Contrary to a discourse which claims DOGME ’95 as the only filmmaking manifesto of note, there is in fact a rich history of filmmakers and collectives who have utilised the format. Introducing his seven-hundred-page tome Film Manifestos and Global Cinema Cultures, Mackenzie claims that film ‘manifestos were most often texts of the moment. Intrinsically tied not only to the cinema, but the immediate world surrounding the authors’ (2015: 9).
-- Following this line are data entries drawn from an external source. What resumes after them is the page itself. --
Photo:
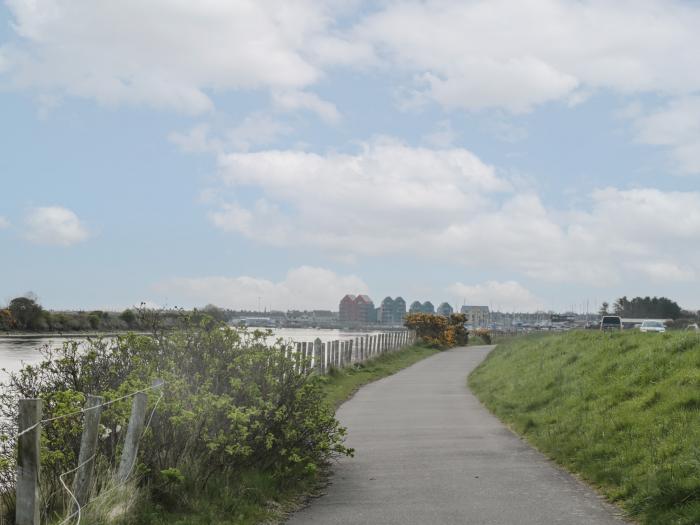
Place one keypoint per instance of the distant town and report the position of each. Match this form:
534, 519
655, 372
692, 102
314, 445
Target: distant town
359, 311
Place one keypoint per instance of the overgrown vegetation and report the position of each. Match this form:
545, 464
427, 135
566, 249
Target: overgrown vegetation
438, 331
254, 496
622, 409
237, 421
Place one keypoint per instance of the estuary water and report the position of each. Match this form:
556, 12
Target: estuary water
14, 351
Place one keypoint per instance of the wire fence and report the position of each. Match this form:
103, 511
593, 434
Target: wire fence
313, 356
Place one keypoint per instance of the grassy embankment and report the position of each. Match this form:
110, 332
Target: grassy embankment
257, 497
622, 410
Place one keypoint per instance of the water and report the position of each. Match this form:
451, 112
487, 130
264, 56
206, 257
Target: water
16, 351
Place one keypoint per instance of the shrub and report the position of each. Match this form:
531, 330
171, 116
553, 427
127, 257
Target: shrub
230, 402
438, 331
484, 334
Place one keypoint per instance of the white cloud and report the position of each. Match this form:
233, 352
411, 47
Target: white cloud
378, 200
677, 126
506, 295
293, 100
254, 130
446, 204
257, 130
54, 225
305, 287
518, 54
197, 140
169, 54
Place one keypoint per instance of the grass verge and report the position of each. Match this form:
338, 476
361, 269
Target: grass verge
342, 384
622, 410
254, 497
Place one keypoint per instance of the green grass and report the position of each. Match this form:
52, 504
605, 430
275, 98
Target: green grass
257, 497
622, 410
342, 384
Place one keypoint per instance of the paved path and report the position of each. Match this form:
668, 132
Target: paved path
427, 452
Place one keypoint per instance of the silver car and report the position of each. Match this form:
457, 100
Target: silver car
652, 326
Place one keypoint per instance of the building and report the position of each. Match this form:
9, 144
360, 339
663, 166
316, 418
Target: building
424, 308
445, 310
392, 311
356, 309
476, 315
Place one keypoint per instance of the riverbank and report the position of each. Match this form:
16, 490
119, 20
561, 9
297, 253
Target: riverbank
621, 410
254, 497
64, 335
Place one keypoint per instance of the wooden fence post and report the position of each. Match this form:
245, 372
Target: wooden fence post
28, 462
133, 434
88, 446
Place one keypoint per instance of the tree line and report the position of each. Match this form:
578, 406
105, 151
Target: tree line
26, 314
646, 307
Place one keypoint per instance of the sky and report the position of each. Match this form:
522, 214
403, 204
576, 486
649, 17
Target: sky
524, 154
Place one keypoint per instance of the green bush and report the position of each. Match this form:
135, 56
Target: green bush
230, 402
438, 331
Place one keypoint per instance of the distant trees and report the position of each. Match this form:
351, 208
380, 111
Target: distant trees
649, 307
129, 317
27, 313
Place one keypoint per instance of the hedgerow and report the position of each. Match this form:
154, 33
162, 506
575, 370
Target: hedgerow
438, 331
230, 402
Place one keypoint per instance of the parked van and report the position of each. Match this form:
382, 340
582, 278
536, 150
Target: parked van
611, 322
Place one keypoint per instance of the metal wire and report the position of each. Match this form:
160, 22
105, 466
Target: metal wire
128, 475
83, 410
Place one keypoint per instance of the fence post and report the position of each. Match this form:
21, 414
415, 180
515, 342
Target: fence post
88, 446
133, 434
28, 462
318, 356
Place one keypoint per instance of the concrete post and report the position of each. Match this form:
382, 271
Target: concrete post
28, 462
318, 356
133, 434
88, 446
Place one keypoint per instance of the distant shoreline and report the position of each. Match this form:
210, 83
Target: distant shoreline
62, 335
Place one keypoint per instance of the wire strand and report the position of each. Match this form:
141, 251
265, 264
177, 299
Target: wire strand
83, 410
122, 483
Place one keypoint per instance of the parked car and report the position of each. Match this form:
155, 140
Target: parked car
652, 326
611, 322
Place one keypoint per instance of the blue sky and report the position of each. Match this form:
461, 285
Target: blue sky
525, 155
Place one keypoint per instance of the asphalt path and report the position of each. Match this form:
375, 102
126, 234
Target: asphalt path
427, 452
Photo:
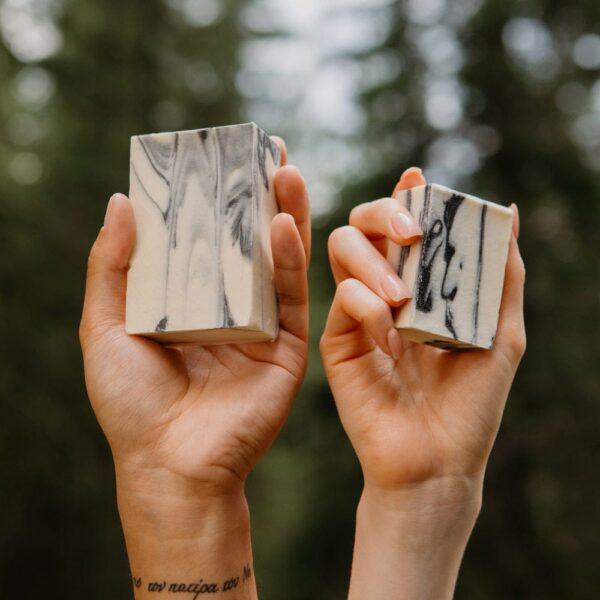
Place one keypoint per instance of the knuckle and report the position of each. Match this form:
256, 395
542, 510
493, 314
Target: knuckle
348, 287
339, 236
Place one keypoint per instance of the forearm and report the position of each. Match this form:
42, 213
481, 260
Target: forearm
192, 546
409, 545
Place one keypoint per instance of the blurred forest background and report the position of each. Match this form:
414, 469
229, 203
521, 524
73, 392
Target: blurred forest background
498, 97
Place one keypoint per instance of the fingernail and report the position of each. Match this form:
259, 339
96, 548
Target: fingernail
110, 211
394, 288
517, 227
393, 340
405, 226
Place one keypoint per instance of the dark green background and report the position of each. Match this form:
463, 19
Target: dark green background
121, 70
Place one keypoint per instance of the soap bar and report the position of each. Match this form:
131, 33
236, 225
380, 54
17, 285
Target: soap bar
202, 269
456, 271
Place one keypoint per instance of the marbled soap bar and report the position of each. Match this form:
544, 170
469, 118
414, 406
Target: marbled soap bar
202, 270
456, 271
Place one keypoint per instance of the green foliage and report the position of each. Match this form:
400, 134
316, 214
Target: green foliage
139, 66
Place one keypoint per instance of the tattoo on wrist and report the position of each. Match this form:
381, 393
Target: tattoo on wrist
196, 587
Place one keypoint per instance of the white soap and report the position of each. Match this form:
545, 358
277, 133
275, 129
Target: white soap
202, 269
456, 271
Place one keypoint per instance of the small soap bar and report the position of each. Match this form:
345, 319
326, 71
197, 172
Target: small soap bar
456, 271
202, 269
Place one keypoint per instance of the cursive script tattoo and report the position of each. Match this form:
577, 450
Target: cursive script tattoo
195, 588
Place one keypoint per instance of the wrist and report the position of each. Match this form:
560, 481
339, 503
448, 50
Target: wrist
452, 498
160, 505
413, 538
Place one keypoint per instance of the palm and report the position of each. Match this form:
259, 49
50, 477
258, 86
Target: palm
440, 409
195, 407
193, 410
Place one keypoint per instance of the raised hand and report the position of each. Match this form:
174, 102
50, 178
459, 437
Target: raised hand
186, 424
422, 420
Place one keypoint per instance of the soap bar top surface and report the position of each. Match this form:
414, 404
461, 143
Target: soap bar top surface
456, 271
203, 202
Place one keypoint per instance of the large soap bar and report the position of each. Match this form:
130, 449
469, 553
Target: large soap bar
456, 271
202, 269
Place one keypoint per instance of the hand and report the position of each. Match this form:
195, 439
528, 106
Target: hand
422, 420
186, 424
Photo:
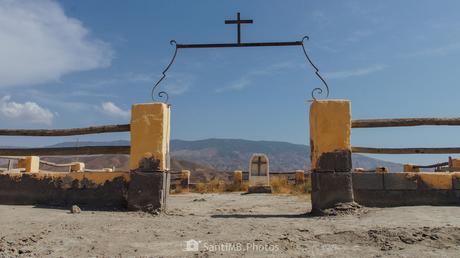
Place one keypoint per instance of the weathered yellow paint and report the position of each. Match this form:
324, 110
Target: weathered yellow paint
382, 170
410, 168
330, 126
31, 164
77, 167
150, 133
454, 163
299, 176
442, 181
185, 174
238, 176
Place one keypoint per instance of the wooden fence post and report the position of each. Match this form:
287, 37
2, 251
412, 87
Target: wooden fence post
299, 177
238, 177
30, 164
185, 179
330, 127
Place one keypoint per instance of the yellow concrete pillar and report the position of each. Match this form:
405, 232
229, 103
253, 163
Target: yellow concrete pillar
185, 178
150, 134
31, 164
77, 167
299, 177
454, 164
410, 168
330, 126
238, 176
382, 170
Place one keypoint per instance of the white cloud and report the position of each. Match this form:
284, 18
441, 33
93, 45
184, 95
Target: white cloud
113, 110
435, 51
353, 73
28, 112
39, 43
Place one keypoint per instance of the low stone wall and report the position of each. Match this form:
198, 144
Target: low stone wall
405, 189
95, 189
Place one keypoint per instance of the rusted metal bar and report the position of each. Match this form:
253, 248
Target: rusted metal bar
66, 132
66, 151
255, 44
395, 122
52, 164
433, 165
405, 150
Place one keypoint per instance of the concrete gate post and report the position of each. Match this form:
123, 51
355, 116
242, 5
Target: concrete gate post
330, 126
149, 157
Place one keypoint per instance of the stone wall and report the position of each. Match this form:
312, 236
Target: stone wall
101, 189
406, 189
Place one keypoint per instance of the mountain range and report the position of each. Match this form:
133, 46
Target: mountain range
232, 154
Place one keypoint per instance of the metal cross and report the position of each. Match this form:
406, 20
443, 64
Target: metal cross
238, 22
259, 163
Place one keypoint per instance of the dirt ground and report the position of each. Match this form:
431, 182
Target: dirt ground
231, 225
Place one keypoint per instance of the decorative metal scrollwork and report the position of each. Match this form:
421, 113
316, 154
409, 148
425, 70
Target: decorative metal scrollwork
317, 90
163, 94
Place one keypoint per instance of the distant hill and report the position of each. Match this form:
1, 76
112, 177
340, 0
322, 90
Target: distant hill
232, 154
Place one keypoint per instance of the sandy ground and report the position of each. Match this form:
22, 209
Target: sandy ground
231, 225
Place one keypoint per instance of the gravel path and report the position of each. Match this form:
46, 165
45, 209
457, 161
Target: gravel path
231, 225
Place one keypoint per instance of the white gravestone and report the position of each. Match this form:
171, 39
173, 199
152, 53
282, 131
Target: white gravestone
259, 173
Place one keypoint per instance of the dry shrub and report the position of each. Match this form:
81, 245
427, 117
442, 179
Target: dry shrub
215, 186
280, 184
200, 188
237, 187
177, 188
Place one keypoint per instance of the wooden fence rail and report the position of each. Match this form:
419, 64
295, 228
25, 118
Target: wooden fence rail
66, 151
405, 150
396, 122
66, 132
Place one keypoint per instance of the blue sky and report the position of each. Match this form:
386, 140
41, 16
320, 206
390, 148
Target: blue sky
80, 63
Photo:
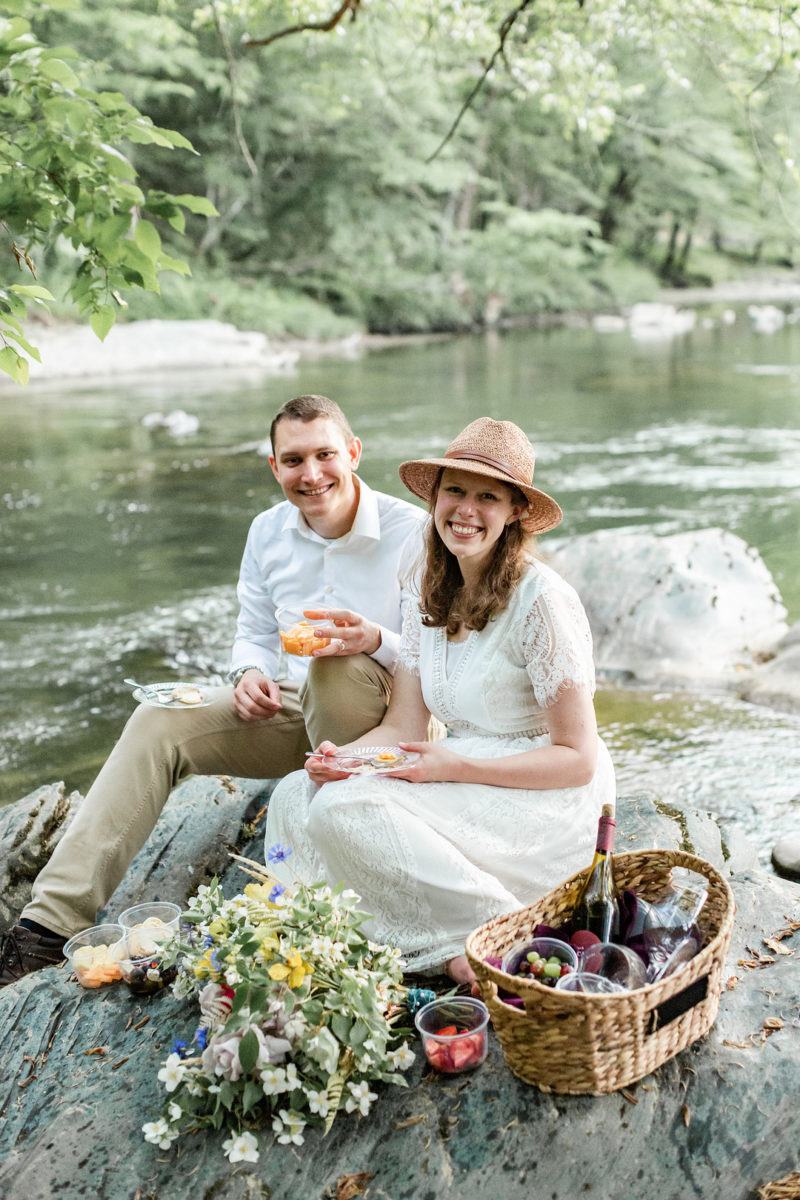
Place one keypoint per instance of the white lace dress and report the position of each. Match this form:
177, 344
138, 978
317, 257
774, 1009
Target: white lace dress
434, 861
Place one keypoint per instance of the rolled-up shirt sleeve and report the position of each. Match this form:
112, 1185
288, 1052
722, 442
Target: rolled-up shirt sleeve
408, 579
256, 642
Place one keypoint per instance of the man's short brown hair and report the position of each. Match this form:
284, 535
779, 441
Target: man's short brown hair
311, 408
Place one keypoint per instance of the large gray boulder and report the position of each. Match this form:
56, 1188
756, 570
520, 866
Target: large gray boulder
200, 825
776, 683
690, 607
717, 1121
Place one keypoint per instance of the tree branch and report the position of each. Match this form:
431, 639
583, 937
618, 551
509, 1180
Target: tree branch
232, 76
322, 27
505, 29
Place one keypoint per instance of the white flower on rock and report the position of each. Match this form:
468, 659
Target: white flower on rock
158, 1133
318, 1102
402, 1057
360, 1098
274, 1080
241, 1149
288, 1127
172, 1073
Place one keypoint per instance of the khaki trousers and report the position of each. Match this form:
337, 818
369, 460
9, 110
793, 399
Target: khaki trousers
340, 700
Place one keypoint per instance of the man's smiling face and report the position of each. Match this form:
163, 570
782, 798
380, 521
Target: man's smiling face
313, 463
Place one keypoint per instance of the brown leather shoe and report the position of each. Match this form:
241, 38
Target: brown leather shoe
22, 951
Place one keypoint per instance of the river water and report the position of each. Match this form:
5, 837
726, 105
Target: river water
120, 545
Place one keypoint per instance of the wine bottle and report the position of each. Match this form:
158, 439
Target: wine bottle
596, 907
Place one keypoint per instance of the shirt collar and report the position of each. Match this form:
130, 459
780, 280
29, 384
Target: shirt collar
366, 525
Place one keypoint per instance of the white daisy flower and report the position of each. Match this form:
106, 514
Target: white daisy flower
241, 1149
318, 1102
360, 1098
402, 1057
274, 1080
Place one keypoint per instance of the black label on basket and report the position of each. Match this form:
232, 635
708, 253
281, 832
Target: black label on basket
679, 1003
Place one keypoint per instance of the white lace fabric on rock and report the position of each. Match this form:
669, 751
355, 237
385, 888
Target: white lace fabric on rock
431, 862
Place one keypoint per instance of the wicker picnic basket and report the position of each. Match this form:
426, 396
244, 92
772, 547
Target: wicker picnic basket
577, 1043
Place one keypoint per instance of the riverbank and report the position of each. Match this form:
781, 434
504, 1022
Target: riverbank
71, 351
79, 1068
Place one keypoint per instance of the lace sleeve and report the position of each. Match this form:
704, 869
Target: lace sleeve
409, 651
557, 645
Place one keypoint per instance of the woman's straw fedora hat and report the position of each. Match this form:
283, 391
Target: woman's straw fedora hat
498, 449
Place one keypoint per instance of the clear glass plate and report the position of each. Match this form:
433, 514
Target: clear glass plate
372, 760
163, 695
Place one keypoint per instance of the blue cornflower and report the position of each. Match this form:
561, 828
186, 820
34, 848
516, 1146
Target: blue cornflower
278, 853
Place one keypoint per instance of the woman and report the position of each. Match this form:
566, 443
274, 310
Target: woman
499, 649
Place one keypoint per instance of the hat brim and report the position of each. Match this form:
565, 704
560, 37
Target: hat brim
420, 477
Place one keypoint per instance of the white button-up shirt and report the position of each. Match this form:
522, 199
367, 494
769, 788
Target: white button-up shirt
287, 563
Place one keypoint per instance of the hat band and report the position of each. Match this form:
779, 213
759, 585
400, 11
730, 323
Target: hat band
474, 456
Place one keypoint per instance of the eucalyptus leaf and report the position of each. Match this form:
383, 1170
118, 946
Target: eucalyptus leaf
248, 1051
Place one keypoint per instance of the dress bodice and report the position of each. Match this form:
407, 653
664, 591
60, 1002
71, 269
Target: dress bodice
510, 672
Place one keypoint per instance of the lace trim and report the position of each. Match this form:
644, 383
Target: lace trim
557, 646
468, 730
409, 652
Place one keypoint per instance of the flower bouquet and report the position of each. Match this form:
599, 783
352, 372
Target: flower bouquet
298, 1013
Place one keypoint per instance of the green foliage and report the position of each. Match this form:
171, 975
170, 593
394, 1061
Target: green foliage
62, 177
607, 144
241, 301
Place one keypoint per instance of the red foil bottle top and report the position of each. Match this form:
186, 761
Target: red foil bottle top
606, 834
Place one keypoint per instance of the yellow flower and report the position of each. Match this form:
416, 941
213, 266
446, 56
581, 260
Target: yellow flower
204, 966
294, 970
260, 893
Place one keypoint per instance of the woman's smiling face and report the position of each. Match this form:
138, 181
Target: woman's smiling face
470, 514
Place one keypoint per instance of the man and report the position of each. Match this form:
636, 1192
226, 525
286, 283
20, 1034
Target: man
334, 545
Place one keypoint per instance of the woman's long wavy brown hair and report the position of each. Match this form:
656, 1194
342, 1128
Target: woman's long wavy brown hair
444, 600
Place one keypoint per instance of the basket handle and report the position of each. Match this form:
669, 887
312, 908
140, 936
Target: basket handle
675, 1006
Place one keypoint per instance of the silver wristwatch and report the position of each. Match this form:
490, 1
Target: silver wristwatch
235, 676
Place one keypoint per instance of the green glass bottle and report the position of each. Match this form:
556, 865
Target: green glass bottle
596, 907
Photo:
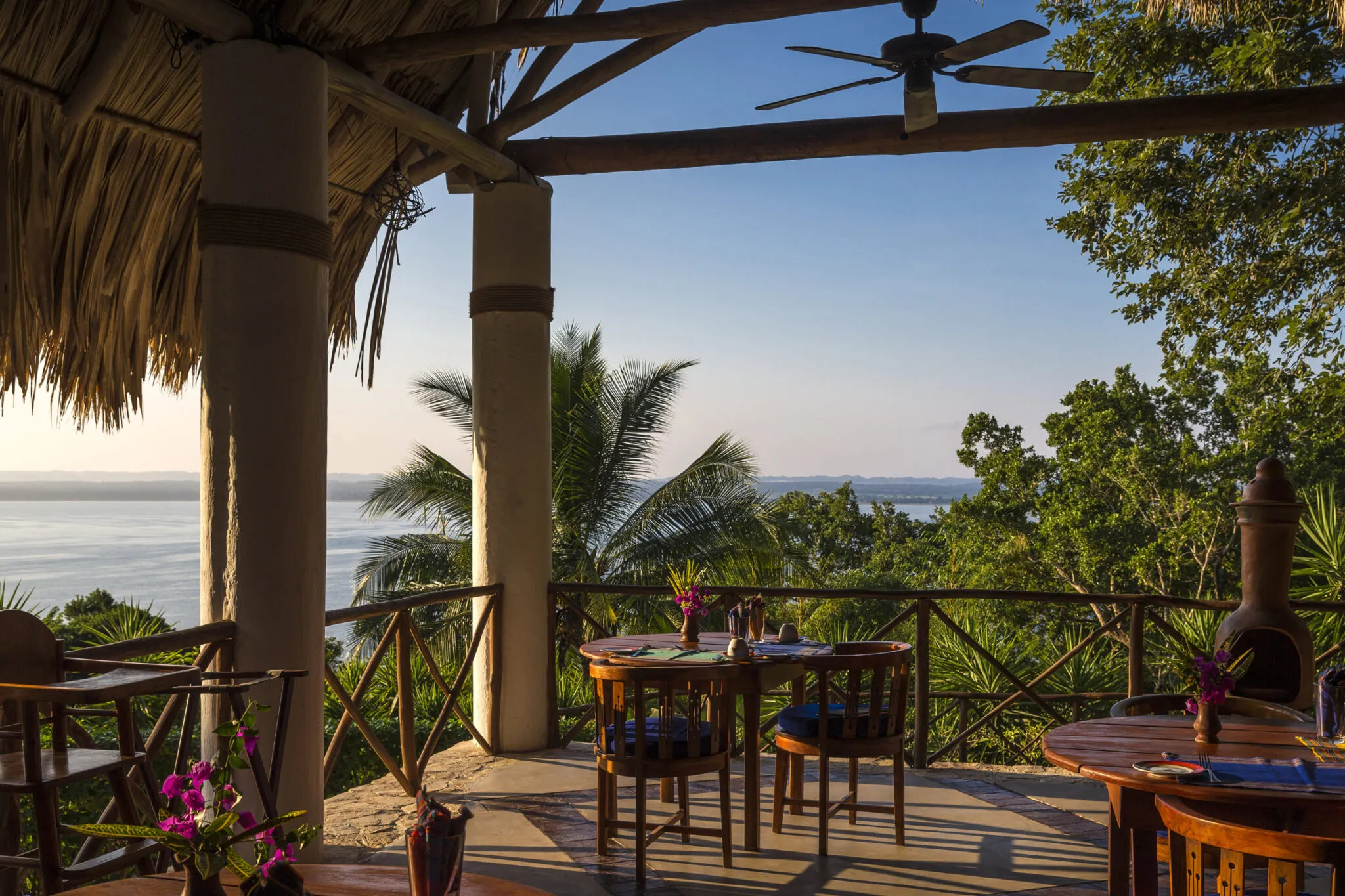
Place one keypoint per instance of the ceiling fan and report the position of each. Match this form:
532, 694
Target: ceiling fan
921, 55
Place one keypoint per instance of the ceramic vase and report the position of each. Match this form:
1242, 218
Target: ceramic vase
197, 885
1207, 723
692, 630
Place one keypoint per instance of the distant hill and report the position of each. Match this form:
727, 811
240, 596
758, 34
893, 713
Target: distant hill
85, 485
899, 489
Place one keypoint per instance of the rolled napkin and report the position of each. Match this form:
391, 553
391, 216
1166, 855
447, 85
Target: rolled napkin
435, 847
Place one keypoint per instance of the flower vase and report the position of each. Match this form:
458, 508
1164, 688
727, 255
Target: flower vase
1207, 723
197, 885
692, 630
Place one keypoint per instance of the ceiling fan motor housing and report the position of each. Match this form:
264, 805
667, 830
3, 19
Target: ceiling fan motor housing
916, 49
919, 9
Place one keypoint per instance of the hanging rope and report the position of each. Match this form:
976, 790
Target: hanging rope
397, 203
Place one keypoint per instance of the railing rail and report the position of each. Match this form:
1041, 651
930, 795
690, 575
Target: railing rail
403, 637
1132, 613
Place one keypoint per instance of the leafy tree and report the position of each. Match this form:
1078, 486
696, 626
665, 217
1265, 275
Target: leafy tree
1232, 240
611, 523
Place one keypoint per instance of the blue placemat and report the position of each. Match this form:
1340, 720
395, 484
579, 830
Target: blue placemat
1301, 775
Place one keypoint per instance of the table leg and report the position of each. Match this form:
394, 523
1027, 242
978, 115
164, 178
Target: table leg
1118, 853
799, 695
1143, 849
752, 773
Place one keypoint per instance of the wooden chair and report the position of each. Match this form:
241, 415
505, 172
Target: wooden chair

The manifesto is enjoying a renaissance, not least as a suggested educational activity by The Precarious Workers Brigade in their publication Training for Exploitation (2017) where, like Mackenzie above, they see the composition of a manifesto as an essential tool in engaging creative practitioners with issues in the wider working world. In the clip here (watch until about 01:28:22), from the film Manifesto (Rosefeldt, 2015) we find Cate Blanchett playing a school teacher, and the dialogue is a reminder that filmmaking has always been a part of the art manifesto discourse. Piecing together lines from Jim Jarmusch, Werner Herzog and, of course, DOGME ’95. Eschewing the adage that one should “steal like an artist”, Blanchett challenges her class, via Jarmusch: “Nothing is original. Steal from anywhere that resonates with inspiration or fuels your imagination.” In this context, there is critical work going on to engage the filmic medium with its radical and artistic traditions, and nowhere is the work more important than in a film school education where students have the time, space and resources to engage with these bigger ideas.